Pada kesempatan itu, ia mengingatkan pentingnya menjaga lingkungan hidup. Hal tersebut juga diatur dalam Peraturan Daerah (Perda) Nomor 2 Tahun 2020 tentang Perlindungan dan Pengelolaan Lingkungan Hidup.

Secara garis besar Perda Perlindungan dan Pengelolaan Lingkungan Hidup bertujuan untuk mencapai keselarasan antara hubungan manusia dengan lingkungan hidup. Tidak hanya itu, perda tersebut juga bertujuan menjaga terkendalinya pemanfaatan sumber daya alam dengan baik.
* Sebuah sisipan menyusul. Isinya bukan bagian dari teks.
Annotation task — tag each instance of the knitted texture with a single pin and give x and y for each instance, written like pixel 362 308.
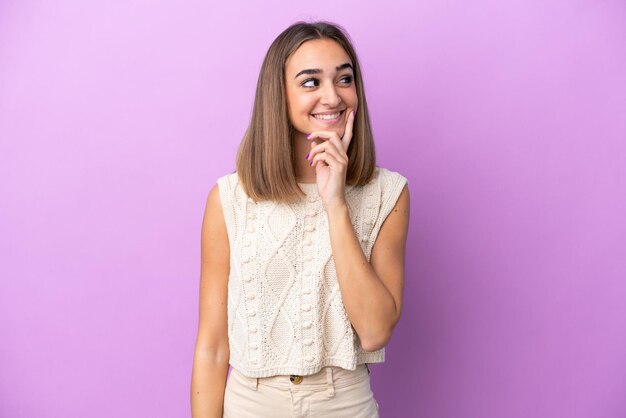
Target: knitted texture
pixel 285 310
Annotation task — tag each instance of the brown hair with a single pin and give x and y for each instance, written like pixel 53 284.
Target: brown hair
pixel 266 158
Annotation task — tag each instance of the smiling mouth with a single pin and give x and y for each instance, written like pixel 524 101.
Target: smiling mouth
pixel 329 117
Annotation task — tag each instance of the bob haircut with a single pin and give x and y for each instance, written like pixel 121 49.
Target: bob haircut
pixel 266 158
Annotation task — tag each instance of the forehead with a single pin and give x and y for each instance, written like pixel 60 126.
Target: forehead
pixel 324 54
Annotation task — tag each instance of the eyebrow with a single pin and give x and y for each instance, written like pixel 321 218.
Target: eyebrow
pixel 317 70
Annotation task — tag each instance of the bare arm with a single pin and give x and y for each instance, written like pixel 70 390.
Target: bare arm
pixel 211 355
pixel 371 292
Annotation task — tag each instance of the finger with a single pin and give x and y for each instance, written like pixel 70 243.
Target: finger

Selain menyoroti aktivitas pembalakan liar, ia juga menyinggung minimnya sarana atau tempat pembuangan sampah di Kecamatan Rao Selatan. Di kecamatan tersebut terdata sekitar 40 ribu warga yang kesulitan membuang sampah rumah tangga. Sebab, hingga kini di daerah itu belum ada tempat pembuangan akhir.

"DPRD akan mencarikan solusi untuk permasalahan ini bersama pemerintah provinsi supaya pengelolaan sampah berjalan optimal," katanya.